How are you? It's been three months, and you're still here. She's gone, Roxas. She left me. Told me over the phone to grow up, and that she did love me. Told me she'd return once I let go of trivial things. I couldn't fathom what I was hearing. She called you trivial, Rox. I'm just. I don't know. There's this aching feeling inside of me, and I feel as if it's growing. I keep wanting to, you know, but I've been struggling against myself for so long.

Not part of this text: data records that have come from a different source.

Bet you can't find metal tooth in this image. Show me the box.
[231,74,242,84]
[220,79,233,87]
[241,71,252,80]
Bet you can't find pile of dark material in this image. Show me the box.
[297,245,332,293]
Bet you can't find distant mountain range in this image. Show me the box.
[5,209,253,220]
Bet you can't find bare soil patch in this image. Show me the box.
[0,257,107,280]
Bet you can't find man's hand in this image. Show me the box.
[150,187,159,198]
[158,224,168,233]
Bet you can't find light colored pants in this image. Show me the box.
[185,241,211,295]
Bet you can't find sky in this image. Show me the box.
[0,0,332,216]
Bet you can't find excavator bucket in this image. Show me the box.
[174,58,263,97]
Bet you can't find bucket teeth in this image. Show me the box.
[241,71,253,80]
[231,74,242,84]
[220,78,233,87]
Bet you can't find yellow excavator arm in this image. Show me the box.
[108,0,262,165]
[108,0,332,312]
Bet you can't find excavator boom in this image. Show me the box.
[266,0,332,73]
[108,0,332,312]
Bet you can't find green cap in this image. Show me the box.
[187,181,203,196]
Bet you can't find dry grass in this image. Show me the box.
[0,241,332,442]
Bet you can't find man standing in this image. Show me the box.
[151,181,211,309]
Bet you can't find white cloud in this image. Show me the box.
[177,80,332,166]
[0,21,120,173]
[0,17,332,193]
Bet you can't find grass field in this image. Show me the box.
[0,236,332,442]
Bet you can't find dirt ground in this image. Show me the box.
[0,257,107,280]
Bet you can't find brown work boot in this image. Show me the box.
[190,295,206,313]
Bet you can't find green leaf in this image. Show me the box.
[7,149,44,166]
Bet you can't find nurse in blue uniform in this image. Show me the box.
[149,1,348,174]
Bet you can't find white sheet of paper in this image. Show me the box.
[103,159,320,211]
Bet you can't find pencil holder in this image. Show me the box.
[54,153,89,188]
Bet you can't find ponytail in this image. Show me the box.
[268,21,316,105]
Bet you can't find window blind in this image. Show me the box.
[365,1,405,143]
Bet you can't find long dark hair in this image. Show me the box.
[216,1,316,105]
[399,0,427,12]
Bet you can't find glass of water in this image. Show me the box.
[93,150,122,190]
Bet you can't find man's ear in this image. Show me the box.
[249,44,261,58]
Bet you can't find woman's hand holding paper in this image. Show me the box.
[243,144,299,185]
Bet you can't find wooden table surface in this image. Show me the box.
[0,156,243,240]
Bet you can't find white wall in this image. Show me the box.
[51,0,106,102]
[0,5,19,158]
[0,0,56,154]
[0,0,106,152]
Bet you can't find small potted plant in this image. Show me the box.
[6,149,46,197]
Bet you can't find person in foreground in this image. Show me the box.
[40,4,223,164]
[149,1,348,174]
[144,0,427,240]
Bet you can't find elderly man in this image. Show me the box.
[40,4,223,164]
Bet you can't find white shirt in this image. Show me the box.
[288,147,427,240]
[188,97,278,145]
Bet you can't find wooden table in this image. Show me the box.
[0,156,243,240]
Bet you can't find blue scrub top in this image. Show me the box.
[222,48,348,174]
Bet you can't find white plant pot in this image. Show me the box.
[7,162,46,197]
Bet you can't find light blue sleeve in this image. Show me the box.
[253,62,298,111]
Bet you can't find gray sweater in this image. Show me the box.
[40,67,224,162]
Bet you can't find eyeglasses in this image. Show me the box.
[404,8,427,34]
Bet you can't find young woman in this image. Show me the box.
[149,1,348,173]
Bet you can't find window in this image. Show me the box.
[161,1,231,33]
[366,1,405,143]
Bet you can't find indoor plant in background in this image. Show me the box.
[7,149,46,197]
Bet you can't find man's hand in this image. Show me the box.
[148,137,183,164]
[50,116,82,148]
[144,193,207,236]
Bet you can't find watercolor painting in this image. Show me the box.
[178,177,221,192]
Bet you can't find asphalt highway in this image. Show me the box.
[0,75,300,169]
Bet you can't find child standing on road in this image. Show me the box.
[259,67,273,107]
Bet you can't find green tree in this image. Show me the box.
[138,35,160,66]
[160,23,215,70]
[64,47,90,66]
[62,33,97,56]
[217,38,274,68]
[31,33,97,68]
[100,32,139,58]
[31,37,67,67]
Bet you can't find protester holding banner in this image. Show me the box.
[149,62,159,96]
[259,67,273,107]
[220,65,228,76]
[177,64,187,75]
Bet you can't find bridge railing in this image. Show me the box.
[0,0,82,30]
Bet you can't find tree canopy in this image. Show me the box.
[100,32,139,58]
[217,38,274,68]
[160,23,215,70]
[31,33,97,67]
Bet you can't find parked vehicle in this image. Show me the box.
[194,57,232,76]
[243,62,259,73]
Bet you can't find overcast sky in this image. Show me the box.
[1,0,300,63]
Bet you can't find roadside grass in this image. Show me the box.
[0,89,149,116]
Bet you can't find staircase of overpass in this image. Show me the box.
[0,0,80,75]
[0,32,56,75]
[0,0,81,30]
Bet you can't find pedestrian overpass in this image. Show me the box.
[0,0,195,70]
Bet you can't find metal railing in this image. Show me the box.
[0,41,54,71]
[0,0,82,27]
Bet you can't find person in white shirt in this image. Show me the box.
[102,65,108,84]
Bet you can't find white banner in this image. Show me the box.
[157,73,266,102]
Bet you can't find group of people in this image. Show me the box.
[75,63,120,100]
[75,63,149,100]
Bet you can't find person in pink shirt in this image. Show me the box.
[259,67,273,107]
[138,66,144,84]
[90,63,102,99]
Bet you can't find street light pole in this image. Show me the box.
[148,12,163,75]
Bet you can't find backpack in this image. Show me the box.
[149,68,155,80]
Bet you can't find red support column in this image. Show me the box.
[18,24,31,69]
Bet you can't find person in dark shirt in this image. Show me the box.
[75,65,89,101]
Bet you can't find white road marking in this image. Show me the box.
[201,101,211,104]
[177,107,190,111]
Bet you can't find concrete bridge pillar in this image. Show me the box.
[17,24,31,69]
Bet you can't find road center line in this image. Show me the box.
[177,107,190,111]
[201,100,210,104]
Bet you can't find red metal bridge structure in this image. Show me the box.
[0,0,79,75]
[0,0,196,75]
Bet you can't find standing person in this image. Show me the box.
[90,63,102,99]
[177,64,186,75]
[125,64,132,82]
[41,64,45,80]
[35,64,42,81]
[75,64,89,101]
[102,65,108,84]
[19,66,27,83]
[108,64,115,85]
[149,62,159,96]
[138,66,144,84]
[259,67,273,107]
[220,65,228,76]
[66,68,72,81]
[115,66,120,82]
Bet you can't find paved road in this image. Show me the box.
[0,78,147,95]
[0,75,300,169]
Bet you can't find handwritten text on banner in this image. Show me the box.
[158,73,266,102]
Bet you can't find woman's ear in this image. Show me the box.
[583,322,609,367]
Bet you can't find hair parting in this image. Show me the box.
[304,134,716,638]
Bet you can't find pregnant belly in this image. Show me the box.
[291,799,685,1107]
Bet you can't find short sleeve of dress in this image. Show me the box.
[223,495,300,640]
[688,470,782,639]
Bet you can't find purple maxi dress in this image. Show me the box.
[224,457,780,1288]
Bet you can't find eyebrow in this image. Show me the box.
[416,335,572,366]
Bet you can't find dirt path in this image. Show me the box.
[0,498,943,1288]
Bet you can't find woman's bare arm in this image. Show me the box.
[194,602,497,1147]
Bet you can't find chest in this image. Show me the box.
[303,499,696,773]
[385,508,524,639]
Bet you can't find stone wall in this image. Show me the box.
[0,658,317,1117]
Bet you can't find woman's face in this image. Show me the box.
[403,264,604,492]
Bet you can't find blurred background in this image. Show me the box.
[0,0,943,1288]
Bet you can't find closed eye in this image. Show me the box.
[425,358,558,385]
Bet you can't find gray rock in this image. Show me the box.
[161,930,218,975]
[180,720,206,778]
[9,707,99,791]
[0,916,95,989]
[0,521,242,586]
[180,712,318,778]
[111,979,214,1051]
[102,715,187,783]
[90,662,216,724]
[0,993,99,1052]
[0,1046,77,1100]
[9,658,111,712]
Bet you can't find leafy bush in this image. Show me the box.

I kind of wish I could escape these urges, but I know that I won't get past this while you're here. And it's unlucky, feeling myself tear apart at the seams the same way you did. Roxas. We've never been more identical than we are now. It's a terrible practice to inflict myself with thoughts you once had. I should just get it over with. I see now that I was only born to die. How far will I go? I have no idea. Say I had the gall to accomplish any of my self-proclaimed threats. Would I be here? No. And the fact that I am here proves that I'm a liar, or so it seems. But I am not killing myself. I am killing this shell. This body. Extinguishing what is tainted. And how am any different from you? You threw out the trash too.